Our Daily Breach 2024/10/07
Today’s breach may not be breaking news, but it will likely be remembered as one of the most monumental cybersecurity fiascos in corporate history. National Public Data (NPD) had already earned a top spot on the scoreboard of shame for leaking the names, addresses, phone numbers, and, in some cases, email addresses of more than 272 million people. While many of those affected are no longer alive, for the rest of us still stuck here, a word of advice from Brian Krebs stands out—though many seem to have ignored it:
"If you’re an American who hasn’t frozen your credit files, and you haven’t yet experienced new account fraud, the ID thieves probably just haven’t gotten around to you yet."
If you've been following Our Daily Breach, you know why we extend that advice to anyone living in the Global North. Unless you’re actively applying for new credit, why keep the port open?
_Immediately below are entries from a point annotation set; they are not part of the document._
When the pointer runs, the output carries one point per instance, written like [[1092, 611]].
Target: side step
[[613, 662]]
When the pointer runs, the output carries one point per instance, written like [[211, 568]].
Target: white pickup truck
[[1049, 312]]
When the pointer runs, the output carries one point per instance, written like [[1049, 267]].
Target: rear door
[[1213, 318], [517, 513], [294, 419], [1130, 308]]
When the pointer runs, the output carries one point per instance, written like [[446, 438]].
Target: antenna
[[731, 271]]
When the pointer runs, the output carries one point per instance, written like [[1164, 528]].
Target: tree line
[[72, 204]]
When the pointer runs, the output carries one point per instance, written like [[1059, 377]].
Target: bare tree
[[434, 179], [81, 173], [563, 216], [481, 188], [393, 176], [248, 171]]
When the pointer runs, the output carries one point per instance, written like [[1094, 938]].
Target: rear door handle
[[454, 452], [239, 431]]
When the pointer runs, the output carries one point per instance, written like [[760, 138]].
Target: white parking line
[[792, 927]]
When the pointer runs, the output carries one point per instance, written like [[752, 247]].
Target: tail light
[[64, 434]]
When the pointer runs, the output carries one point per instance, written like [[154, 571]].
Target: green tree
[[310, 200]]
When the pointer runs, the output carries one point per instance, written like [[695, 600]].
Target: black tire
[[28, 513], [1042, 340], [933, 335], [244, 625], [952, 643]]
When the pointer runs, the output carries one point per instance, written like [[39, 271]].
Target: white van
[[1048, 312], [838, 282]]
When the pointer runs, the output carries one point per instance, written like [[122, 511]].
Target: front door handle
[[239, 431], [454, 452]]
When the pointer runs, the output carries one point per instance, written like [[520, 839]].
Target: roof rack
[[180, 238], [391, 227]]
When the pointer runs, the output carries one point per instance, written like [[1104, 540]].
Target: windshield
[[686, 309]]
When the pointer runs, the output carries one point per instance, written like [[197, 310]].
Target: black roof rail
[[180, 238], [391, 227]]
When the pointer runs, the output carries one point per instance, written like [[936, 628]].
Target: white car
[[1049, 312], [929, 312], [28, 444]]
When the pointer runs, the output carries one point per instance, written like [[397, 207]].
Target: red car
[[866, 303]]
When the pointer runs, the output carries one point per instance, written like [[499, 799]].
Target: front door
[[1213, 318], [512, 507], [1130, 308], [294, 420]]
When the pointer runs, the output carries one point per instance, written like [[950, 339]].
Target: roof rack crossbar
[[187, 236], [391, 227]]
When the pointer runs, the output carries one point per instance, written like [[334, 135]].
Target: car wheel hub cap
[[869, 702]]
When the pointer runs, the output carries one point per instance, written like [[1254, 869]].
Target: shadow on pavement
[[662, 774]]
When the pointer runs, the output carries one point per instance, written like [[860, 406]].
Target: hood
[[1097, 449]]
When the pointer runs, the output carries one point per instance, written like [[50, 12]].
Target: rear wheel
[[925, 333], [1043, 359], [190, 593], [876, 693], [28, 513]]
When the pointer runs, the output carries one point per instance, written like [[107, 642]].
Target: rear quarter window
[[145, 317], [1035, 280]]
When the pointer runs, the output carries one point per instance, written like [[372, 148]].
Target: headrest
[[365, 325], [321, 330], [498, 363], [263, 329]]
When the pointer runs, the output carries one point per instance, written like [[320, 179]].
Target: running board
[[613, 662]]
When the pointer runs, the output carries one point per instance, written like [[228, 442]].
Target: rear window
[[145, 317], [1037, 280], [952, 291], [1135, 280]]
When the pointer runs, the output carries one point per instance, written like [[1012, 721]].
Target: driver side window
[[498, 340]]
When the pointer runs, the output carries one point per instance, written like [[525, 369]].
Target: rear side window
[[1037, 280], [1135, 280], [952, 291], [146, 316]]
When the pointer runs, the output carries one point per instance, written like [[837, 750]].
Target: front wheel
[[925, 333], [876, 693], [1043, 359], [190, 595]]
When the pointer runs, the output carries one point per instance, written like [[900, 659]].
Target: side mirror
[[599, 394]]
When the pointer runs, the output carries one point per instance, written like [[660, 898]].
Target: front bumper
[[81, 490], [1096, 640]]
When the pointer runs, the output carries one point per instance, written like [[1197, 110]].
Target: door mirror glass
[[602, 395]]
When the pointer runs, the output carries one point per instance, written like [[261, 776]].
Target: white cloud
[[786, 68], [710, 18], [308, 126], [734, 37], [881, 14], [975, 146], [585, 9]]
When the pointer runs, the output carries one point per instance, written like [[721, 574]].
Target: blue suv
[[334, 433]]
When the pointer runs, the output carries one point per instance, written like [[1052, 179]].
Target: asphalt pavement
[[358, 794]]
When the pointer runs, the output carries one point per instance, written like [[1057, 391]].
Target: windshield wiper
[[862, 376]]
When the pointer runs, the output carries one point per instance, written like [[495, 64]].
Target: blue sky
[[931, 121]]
Your private data may not have been compromised this time, but don’t underestimate the sheer incompetence of corporate cybersecurity.
To truly cement their place as the champions of OpSec Idiocracy, NPD didn’t just expose the majority of America’s data—they also managed to leave their own administrative passwords publicly available on the background check service, recordscheck.net.
The exposed archive, which was named “members.zip,” indicates RecordsCheck users were all initially assigned the same six-character password and instructed to change it, but many did not.
After only a week of reading these colossal cybersecurity failures, one thing is certain: there will be a usurper to the throne.